The growing of poppies has now spread to Diyala, which is one of the places in Iraq where al-Qa'ida is still resisting US and Iraqi government forces. It is also deeply divided between Sunni, Shia and Kurd and the extreme violence means that local security men have little time to deal with the drugs trade. The speed with which farmers are turning to poppies is confirmed by the Iraqi news agency al-Malaf Press, which says that opium is now being produced around the towns of Khalis, Sa'adiya, Dain'ya and south of Baladruz, pointing out that these are all areas where al-Qa'ida is strong.

The agency cites a local agricultural engineer identified as MS al-Azawi as saying that local farmers got no support from the government and could not compete with cheap imports of fruit and vegetables. The price of fertilizer and fuel has also risen sharply. Mr Azawi says: "The cultivation of opium is the likely solution [to these problems."

To read the full account about the mushrooming poppy growth in Iraq click or cut and paste on the link at the top of this story.


While the mainstream media obsesses on the South Carolina primary, the fallout from the Iraq war continues to bury Iraqis in ways that are totally overlooked by the press in the United States.

The most recent study reported on CORKSPHERE,, a blog by Bill Corcoran devoted exclusively to the Iraq and Afghanistan wars, has to do with all the academics who are refusing to return to Iraq because security conditions are anything but secure.


The continuing shortage of academics is damaging higher education throughout the country.

By Zaineb Naji in Baghdad (ICR No. 243, 18-Jan-08)

Zahra, a doctoral candidate studying immune-system diseases, shook her head in disappointment when she saw the list of professors who were supposed to review her thesis.Three had fled the country. While one promised to attend her defence of her thesis, another was unable to make it because of the security situation.

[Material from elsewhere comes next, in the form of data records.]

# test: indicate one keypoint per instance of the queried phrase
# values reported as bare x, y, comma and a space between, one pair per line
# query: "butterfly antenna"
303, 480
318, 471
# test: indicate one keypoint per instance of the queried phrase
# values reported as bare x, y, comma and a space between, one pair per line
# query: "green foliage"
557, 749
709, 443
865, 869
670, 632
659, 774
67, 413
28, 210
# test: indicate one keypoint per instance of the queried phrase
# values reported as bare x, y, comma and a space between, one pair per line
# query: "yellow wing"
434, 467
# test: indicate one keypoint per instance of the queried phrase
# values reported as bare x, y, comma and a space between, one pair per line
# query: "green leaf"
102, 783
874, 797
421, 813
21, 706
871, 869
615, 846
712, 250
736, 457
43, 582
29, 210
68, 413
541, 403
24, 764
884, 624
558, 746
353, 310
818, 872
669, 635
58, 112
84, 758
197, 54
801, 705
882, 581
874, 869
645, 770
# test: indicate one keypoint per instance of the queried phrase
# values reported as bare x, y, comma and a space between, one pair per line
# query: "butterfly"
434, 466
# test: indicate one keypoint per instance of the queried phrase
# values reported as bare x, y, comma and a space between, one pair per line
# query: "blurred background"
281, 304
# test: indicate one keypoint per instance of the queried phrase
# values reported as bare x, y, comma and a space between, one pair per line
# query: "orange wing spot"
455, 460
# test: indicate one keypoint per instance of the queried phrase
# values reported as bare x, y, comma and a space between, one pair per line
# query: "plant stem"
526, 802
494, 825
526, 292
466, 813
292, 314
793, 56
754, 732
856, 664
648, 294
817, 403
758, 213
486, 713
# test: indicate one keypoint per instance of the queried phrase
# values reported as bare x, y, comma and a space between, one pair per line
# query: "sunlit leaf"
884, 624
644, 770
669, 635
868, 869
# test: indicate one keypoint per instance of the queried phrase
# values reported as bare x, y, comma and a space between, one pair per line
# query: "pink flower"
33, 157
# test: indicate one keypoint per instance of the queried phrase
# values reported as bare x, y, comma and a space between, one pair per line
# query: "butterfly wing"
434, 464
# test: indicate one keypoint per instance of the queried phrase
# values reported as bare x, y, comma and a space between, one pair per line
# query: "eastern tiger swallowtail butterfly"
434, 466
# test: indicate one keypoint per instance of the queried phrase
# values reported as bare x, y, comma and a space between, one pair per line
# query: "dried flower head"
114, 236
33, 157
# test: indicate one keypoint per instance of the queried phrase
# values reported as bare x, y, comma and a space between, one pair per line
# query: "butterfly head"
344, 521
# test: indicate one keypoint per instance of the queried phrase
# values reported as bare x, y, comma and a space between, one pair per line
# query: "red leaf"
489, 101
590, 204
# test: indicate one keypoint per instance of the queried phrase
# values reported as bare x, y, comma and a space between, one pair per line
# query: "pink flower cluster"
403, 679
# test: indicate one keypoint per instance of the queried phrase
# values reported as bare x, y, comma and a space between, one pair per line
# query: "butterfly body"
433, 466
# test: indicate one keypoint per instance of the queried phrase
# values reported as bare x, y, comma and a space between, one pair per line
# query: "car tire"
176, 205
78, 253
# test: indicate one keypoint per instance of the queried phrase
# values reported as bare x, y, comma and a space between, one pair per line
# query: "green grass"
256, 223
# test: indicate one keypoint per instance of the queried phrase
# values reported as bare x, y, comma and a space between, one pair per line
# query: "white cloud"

Zahra, 40, who received her PhD two months ago, did most of the work on her own.

She doesn’t blame her professors – one left Iraq after receiving a bloodstained bullet in an envelope together with a note which read, “You’re wanted because you are a scientist.”

“I thought that the good security situation might encourage the professors to return to Iraq,” said Zahra, who did not want her real name to be used. “On the contrary, some are still fleeing the country, and the universities are still suffering from a shortage of lecturers.

”Widespread threats against Iraqi university staff have all but stripped the country of its intellectual core, particularly in Baghdad. According to the country’s higher education ministry, 240 lecturers were killed from 2003 to October 2007.

Approximately 2,000 academics have fled the country, according to Tariq al-Bakaa, a former minister of higher education who served under the 2004 government of the then prime minister Ayad Allawi.

Most have fled to Jordan, Gulf States, Libya and Syria, where some have established the Syrian International University for Science and Technology. Many others cannot find work or are struggling to make ends meet in their countries of refuge, but are wary of returning.